By Izumi Tsubaki
Viz, 208 pp.
Rating: T+ (Older Teen)
Chiaki Togu is a shy, quiet high school girl and an enthusiastic member of her school’s massage club, the Massage Research Society. Recently, she has become infatuated by the back of a male student she sees on the bus every morning whose tsubo (acupuncture points) cry out to her for massage. Unfortunately, the back belongs to Yosuke Moriizumi, the most popular boy in school. Though initially refusing Chiaki’s request to massage him, Yosuke eventually agrees to allow it, but only if Chiaki is able to make him fall in love with her. What Chiaki doesn’t know is that Yosuke’s real plan is to make her fall in love with him so that he can dump her, thus avenging his younger brother whose heart he believes was broken by Chiaki. What Yosuke doesn’t know is that the girl who really broke her brother’s heart was Chiaki’s twin sister, Sayaka, who has a habit of taking boys for all they’re worth and leaving Chiaki as the scapegoat.

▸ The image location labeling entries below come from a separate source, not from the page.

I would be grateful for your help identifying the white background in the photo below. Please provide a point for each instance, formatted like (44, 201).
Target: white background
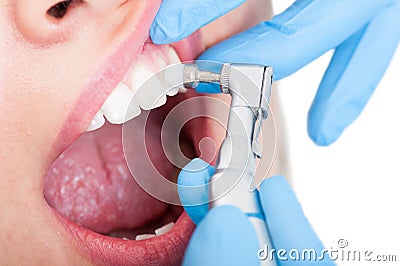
(351, 189)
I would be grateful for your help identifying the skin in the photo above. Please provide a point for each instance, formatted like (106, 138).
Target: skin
(43, 72)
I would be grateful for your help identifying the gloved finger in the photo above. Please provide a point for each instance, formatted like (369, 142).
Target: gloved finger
(288, 227)
(297, 36)
(177, 19)
(352, 76)
(224, 237)
(193, 188)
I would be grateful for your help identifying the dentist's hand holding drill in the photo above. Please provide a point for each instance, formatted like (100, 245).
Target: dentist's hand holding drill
(364, 37)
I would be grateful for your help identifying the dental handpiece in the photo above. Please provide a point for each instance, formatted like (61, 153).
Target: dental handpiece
(250, 88)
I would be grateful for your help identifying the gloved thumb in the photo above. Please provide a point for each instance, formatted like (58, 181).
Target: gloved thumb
(193, 188)
(224, 237)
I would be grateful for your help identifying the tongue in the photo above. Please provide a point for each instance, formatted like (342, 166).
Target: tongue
(91, 185)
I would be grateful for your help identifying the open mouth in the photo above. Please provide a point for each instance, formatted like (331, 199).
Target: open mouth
(91, 189)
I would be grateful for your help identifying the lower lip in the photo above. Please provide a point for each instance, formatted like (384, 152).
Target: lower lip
(167, 249)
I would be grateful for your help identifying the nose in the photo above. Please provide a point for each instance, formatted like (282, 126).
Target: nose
(48, 21)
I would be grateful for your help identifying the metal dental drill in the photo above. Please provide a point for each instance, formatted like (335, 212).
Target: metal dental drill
(250, 88)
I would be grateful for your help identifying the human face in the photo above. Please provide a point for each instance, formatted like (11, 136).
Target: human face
(56, 70)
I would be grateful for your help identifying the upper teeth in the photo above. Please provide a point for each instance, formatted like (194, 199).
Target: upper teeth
(141, 89)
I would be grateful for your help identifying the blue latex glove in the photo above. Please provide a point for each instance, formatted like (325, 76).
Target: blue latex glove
(224, 236)
(364, 35)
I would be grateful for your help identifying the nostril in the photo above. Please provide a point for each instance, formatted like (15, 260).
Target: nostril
(60, 9)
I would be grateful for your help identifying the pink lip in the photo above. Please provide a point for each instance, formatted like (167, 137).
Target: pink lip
(101, 249)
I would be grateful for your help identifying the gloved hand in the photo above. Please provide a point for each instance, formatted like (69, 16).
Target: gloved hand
(224, 235)
(364, 35)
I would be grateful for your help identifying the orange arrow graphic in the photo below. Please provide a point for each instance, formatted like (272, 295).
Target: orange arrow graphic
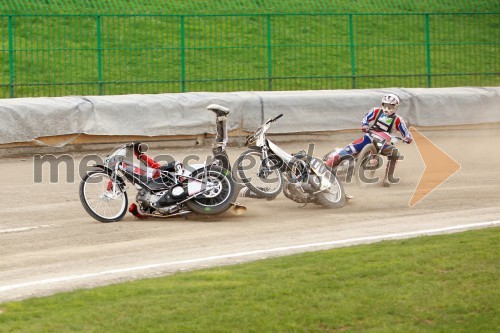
(439, 166)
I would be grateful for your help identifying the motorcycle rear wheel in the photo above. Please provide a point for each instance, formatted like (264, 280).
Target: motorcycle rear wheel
(265, 183)
(219, 198)
(335, 196)
(99, 200)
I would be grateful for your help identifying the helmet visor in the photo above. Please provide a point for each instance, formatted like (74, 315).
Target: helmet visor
(389, 106)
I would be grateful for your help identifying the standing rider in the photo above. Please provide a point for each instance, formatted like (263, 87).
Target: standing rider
(384, 119)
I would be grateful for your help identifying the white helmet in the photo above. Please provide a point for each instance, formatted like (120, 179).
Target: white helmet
(390, 104)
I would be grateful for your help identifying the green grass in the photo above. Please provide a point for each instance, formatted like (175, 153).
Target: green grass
(63, 55)
(446, 283)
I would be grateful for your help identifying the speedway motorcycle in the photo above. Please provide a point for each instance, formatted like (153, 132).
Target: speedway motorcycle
(169, 190)
(266, 169)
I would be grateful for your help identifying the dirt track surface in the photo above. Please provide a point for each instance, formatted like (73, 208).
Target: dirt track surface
(50, 244)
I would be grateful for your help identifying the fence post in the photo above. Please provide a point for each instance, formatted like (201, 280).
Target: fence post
(353, 56)
(269, 55)
(12, 73)
(183, 55)
(99, 55)
(428, 51)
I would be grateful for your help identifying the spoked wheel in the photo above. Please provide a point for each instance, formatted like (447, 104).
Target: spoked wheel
(102, 197)
(261, 177)
(219, 191)
(333, 197)
(367, 163)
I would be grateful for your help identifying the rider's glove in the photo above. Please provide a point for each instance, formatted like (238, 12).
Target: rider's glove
(136, 147)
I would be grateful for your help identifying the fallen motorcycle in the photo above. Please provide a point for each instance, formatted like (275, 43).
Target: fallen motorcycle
(266, 169)
(169, 190)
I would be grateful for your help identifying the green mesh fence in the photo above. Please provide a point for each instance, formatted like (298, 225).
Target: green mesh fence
(123, 47)
(243, 6)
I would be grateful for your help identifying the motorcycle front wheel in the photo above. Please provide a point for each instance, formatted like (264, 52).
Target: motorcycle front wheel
(261, 177)
(334, 197)
(102, 197)
(219, 193)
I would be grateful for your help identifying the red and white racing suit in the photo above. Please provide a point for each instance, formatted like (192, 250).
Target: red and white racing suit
(380, 123)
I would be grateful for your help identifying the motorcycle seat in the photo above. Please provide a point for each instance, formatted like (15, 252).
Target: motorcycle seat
(218, 110)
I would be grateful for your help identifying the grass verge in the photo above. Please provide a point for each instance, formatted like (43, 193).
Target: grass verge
(446, 283)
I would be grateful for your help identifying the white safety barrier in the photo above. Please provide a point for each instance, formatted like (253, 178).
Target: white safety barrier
(25, 119)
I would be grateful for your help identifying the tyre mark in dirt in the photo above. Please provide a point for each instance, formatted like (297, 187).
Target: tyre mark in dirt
(22, 229)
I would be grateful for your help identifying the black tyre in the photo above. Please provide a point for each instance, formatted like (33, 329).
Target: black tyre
(102, 197)
(264, 181)
(334, 197)
(220, 191)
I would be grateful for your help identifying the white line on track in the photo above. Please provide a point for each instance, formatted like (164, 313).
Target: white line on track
(12, 230)
(345, 242)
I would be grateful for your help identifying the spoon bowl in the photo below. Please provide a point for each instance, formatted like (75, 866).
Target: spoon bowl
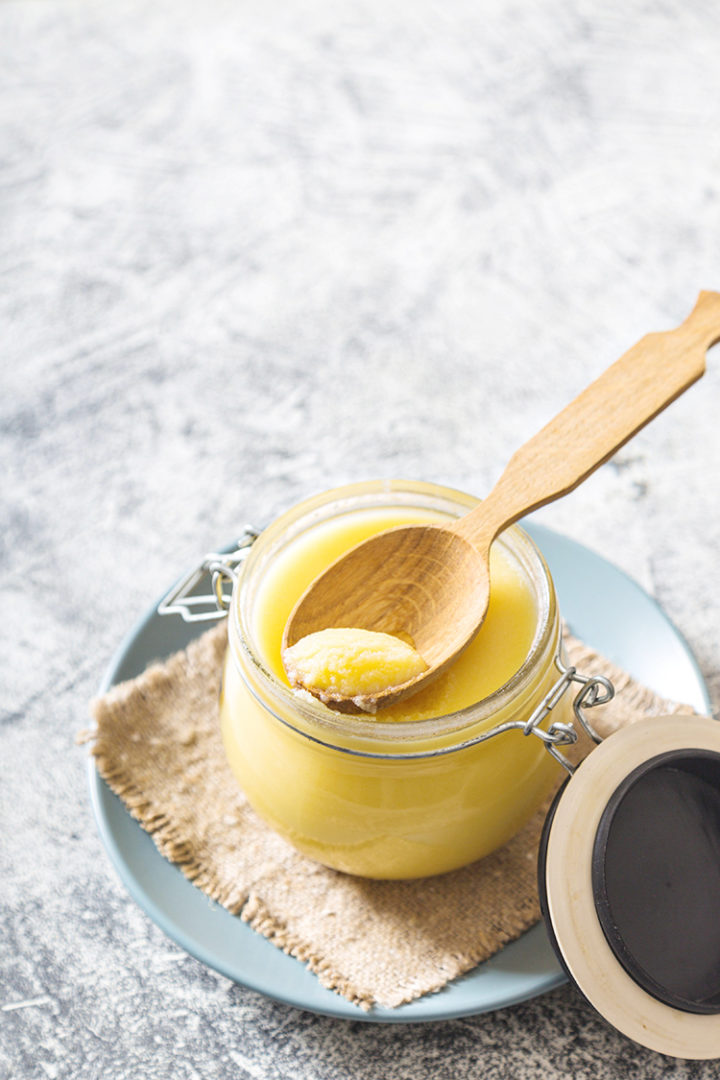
(431, 583)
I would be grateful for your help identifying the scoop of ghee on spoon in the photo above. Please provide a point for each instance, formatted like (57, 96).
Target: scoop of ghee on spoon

The story works well enough, and the focus on massage is definitely something new, but what’s odd about The Magic Touch is that it continuously presents plot points that seem intended to provide conflict or suspense which are then resolved with little or no difficulty at all. For instance, Yosuke’s status as the owner of the alluring back is set up as a big mystery, only to be revealed just several pages into the volume. The mistaken-identity issue driving Yosuke’s intentions toward Chiaki is resolved less than halfway through the volume, with Yosuke immediately seeing through Sayaka’s sleazy maneuvers. And the arrangement between Yosuke and Chiaki, which initially appears to be the main point of the entire series, is over very quickly as Yosuke sincerely declares his love just a few chapters in. On one hand, all this makes the story less predictable than might be expected, but on the other, it’s difficult to see where it has left to go with all its major conflicts resolved so early on.
One of the highlights of The Magic Touch is a mid-volume side story, “Teach Me, Prince,” in which an older member of the massage club, Takeshi (who is actually Chiaki’s brother), asks first-year Yuna to teach him how to court a girl. This story actually is pretty predictable, but it’s funny and fun, and possibly more romantic than the primary story in some ways. Takeshi and Yuna are also two of the most interesting characters in the book, overshadowing some of the leads. Yosuke is clever and good-looking, but doesn’t really start to show any character until late in the volume. Sayaka is ludicrously cruel, to the point of being unbelievable. Fortunately, the most interesting character is the heroine, Chiaki, whose obsession with massage is responsible for the best moment in the entire manga, in which she takes down a group of Sayaka’s thugs, declaring, “Tsubo points don’t always make people feel better.”
Izumi Tsubaki’s art is serviceable, but nothing special. None of her characters are visually distinctive (though they all look pleasant) and the panel layouts are occasionally awkward. Her best moments are humorous ones, which may explain why Yuna (who is mainly utilized in those moments) is drawn more expressively than most of the other characters. A note from the author reveals that this is her first manga, so perhaps the next volume will offer more both visually and otherwise.